Kora brings Hima-Layer yak wool to market

by Marc Basiliere 5

The next big thing in natural fibres?

Comfy as a only  a yak can be.
Comfy as a only
a yak can be.

As much progress as synthetics have made – and continue to make – in terms of comfort and performance, many riders still prefer the function and feel of a high-quality wool base layer.  The choice of sheep everywhere, wool breathes well, remains warmth when wet, and can be worn several times between washing without too much stink thanks to its antibacterial lanolin content.

For sporting purposes, wool from Merino sheep has long been considered the gold standard- soft with excellent thermoregulation properties.  Based in London and Hong Kong, Kora aims to topple Merino’s dominance.  With yak wool.

You think sheep are tough?
You think sheep are tough?

While yak hair is quite coarse (and is used to make tents, rope, and carpets), the underlying wool layer is actually quite soft- keeping yaks warm and comfortable in some truly nasty mountain environments.  When tested, Kora has found their Hima-Layer (get it?) fabric to be 40% warmer than Merino wool for a given weight.  Wicking performance is said to be comparable Merino, but a 17% bump in vapour transmission and 66% improvement in air permeability should make the yak wool breathe considerably better.
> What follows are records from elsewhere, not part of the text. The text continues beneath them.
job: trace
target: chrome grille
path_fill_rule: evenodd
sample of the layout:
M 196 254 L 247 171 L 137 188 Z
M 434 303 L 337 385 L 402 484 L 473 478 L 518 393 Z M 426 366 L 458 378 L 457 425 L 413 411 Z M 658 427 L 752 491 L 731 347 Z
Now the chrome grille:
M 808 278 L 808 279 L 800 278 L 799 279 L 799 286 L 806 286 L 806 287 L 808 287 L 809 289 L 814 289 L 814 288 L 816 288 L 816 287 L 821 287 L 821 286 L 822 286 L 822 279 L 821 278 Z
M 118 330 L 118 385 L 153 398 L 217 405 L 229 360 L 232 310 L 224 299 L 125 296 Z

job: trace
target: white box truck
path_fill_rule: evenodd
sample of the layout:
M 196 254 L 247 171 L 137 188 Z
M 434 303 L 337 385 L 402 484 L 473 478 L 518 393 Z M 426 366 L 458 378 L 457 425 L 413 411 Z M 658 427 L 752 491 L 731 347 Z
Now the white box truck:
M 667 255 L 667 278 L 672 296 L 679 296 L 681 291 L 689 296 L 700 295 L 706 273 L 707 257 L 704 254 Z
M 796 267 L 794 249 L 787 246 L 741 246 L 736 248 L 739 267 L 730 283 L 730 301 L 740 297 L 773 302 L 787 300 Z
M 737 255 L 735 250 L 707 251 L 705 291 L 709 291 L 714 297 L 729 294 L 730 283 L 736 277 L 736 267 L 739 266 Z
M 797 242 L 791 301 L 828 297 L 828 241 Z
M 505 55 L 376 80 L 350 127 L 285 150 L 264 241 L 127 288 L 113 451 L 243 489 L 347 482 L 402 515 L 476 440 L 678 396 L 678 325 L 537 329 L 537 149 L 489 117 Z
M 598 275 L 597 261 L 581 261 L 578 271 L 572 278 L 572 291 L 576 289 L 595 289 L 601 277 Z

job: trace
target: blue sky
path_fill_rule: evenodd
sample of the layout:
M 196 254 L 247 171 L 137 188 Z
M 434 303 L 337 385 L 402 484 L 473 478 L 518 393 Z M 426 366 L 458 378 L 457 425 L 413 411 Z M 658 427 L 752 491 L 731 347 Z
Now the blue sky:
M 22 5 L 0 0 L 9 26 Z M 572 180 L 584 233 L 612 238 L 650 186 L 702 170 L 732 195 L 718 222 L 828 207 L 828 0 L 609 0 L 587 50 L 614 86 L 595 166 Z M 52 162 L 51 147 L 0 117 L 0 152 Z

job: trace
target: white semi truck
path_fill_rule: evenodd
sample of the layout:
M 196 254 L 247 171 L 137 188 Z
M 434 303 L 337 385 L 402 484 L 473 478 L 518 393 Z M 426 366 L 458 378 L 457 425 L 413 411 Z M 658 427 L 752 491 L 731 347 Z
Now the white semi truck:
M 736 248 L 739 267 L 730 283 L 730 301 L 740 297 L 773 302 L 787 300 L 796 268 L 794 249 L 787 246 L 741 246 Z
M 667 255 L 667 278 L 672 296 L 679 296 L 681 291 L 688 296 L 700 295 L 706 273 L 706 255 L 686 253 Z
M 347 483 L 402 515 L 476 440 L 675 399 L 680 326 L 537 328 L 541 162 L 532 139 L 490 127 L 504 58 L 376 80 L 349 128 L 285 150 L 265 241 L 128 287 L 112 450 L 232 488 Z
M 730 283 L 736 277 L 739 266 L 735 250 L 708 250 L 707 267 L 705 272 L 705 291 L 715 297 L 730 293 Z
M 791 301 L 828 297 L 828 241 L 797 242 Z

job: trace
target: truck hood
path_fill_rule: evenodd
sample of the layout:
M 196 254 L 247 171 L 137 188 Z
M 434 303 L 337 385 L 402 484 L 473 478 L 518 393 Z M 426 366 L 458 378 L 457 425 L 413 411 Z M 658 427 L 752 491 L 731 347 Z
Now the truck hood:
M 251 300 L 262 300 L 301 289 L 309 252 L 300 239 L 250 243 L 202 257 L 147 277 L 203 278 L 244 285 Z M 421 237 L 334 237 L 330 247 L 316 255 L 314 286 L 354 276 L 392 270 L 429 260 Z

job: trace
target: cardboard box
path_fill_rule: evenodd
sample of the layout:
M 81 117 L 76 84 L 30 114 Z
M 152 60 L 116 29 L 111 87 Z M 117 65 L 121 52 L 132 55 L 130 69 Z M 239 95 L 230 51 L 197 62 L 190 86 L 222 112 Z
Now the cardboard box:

kora womens base layer zip top twist
Zip top &
long bottoms

Technical claims aside, there’s a social component to Kora’s efforts.  Michael Kleinwort, the company’s founder, has spent considerable time over the past five years traveling the Himalayas, testing the material while meeting with the nomadic communities that provide the company’s wool via the KeGeWa Herders’ Co-Operative.  The company’s goal is “to support positive change among the nomadic communities that our wool is sourced from” in a “tangible, measurable way.”  Looking at the big picture, Kora promises accountability and flexibility:

We want to know where our wool comes from so that we can monitor our impact and maximise the benefits our business can bring: only by having a direct connection can we do so. For us this is non-negotiable: it is the core of our mission and the reason for our existence. But we’re small, and the journey is long. We believe in being honest, transparent and accountable in how we are tackling this goal…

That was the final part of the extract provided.